Make proper transform – not sure if this is necessary

glassine_WGS84 <- spTransform(glassine_area, CRS("+init=epsg:4326"))
glassine_df_WGS84 <- tidy(glassine_WGS84)
## Regions defined for each Polygons
glassine_WGS84$polyID <- sapply(slot(glassine_WGS84, "polygons"), function(x) slot(x, "ID"))
glassine_df_WGS84 <- merge(glassine_df_WGS84, glassine_WGS84, by.x = "id", by.y="polyID")

Cholopleth Maps of /r/glassine Dataset

Create a cholopleth map of mainland USA

usa_basemap <- get_map(location="United States", zoom=4, maptype = 'satellite')
## Map from URL : http://maps.googleapis.com/maps/api/staticmap?center=United+States&zoom=4&size=640x640&scale=2&maptype=satellite&language=en-EN&sensor=false
## Information from URL : http://maps.googleapis.com/maps/api/geocode/json?address=United%20States&sensor=false
ggmap(usa_basemap) +
        geom_polygon(data = glassine_df_WGS84, 
                     aes(x=long, y=lat, group = group, # coordinates, and group them by polygons
                         fill = TALLY), alpha = 0.5) + # variable to use for filling
        scale_fill_gradient(low="#bfefff",high="red")+
        ggtitle("Area Code Mentions in /r/glassine")
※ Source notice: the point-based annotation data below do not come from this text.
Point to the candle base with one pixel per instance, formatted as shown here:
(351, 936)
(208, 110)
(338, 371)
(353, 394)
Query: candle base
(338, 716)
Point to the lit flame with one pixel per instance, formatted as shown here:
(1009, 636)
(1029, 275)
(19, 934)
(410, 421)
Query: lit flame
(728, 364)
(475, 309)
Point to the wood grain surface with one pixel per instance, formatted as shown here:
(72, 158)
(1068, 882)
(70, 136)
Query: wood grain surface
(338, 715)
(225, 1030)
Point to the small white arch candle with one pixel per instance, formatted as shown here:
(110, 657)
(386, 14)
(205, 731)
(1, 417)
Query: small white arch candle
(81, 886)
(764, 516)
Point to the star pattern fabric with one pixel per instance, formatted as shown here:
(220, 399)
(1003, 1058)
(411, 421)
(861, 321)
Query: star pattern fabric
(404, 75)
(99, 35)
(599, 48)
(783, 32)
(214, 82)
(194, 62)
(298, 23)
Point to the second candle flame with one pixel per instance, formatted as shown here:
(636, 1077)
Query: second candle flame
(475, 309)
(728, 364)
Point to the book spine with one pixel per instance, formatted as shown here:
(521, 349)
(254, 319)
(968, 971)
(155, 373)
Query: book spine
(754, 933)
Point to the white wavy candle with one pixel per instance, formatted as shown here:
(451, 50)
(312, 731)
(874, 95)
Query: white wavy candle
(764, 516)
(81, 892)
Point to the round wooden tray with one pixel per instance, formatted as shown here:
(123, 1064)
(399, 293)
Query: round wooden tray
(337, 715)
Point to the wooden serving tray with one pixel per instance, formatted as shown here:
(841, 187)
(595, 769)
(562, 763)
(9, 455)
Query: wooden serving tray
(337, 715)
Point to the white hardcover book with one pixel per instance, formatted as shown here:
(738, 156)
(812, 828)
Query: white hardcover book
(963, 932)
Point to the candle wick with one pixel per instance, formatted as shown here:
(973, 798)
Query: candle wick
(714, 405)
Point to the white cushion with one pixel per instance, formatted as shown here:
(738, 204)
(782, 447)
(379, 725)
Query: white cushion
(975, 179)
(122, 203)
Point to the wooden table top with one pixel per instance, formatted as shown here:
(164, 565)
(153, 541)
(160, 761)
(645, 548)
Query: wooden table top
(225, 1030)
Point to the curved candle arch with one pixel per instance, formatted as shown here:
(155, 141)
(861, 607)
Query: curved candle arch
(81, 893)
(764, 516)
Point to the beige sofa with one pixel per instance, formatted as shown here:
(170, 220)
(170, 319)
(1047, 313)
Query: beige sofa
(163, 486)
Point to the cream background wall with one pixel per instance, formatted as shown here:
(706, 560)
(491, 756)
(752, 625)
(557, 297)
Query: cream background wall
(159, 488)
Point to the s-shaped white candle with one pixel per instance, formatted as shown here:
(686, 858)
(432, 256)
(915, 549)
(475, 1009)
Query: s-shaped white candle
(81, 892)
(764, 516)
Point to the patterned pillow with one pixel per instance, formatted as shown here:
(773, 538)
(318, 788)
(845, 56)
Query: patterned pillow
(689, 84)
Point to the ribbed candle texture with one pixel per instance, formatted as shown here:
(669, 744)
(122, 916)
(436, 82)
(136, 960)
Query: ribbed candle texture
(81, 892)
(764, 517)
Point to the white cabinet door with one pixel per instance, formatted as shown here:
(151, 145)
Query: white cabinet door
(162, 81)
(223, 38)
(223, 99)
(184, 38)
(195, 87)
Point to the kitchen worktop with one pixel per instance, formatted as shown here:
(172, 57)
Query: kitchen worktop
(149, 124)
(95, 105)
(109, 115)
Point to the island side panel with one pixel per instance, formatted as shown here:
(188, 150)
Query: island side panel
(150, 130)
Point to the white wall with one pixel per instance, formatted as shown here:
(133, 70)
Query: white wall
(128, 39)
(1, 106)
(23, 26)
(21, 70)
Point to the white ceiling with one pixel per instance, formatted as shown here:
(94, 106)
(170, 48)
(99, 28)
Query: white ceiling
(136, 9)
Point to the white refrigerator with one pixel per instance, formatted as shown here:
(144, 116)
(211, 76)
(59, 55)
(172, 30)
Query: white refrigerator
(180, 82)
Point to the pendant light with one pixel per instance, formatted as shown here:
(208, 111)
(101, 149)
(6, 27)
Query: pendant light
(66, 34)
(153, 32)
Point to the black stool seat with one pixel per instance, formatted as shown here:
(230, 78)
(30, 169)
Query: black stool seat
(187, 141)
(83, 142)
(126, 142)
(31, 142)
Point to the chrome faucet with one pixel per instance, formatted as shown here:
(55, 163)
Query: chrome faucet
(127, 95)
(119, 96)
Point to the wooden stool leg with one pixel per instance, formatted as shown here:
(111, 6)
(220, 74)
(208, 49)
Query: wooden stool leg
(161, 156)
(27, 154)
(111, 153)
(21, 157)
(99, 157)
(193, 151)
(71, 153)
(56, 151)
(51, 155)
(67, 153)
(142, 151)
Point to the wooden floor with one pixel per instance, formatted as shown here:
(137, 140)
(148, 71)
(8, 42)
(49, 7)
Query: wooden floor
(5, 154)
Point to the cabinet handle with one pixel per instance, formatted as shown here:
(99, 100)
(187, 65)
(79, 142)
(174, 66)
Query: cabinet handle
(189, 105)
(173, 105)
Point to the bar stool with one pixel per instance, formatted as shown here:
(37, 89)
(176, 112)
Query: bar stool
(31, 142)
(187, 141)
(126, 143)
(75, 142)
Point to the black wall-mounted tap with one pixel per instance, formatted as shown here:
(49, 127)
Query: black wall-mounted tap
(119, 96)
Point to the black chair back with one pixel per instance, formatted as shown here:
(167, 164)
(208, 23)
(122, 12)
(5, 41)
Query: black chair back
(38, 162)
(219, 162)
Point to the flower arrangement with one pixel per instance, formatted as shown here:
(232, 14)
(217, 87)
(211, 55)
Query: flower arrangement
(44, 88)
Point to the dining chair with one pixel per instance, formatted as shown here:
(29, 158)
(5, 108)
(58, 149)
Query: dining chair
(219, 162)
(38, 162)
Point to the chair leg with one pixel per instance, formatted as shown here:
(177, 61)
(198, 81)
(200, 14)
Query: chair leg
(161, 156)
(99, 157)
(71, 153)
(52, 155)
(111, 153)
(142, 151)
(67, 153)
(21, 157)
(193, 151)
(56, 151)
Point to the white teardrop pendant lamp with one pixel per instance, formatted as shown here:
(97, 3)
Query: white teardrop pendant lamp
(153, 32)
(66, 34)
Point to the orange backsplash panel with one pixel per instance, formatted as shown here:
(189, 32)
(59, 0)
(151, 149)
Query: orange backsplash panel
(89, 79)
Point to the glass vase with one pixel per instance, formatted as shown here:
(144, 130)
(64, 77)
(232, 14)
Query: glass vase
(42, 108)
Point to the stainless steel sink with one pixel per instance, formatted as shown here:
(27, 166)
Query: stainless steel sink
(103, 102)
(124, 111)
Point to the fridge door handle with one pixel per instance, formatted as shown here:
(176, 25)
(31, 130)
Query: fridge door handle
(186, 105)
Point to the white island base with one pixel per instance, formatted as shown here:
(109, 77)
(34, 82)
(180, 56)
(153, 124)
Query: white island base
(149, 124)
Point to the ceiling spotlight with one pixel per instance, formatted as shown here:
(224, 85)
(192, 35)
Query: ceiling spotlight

Create a cholopleth map of PA-NJ region

pa_basemap <- get_map(location="PA", zoom=6, maptype = 'satellite')
## Map from URL : http://maps.googleapis.com/maps/api/staticmap?center=PA&zoom=6&size=640x640&scale=2&maptype=satellite&language=en-EN&sensor=false
## Information from URL : http://maps.googleapis.com/maps/api/geocode/json?address=PA&sensor=false
ggmap(pa_basemap) +
        geom_polygon(data = glassine_df_WGS84, 
                    aes(x=long, y=lat, group = group, # coordinates, and group them by polygons
                        fill = TALLY), alpha = .8) + # variable to use for filling
        scale_fill_gradient(low="#bfefff",high="red")+
        geom_text(data = glassine_df_WGS84,aes(x=CENTER.x,y=CENTER.y,
                        label=ifelse(TALLY>20,as.character(NPA),'')))+
        ggtitle("Area Code Mentions in /r/glassine")
## Warning: Removed 12487 rows containing missing values (geom_text).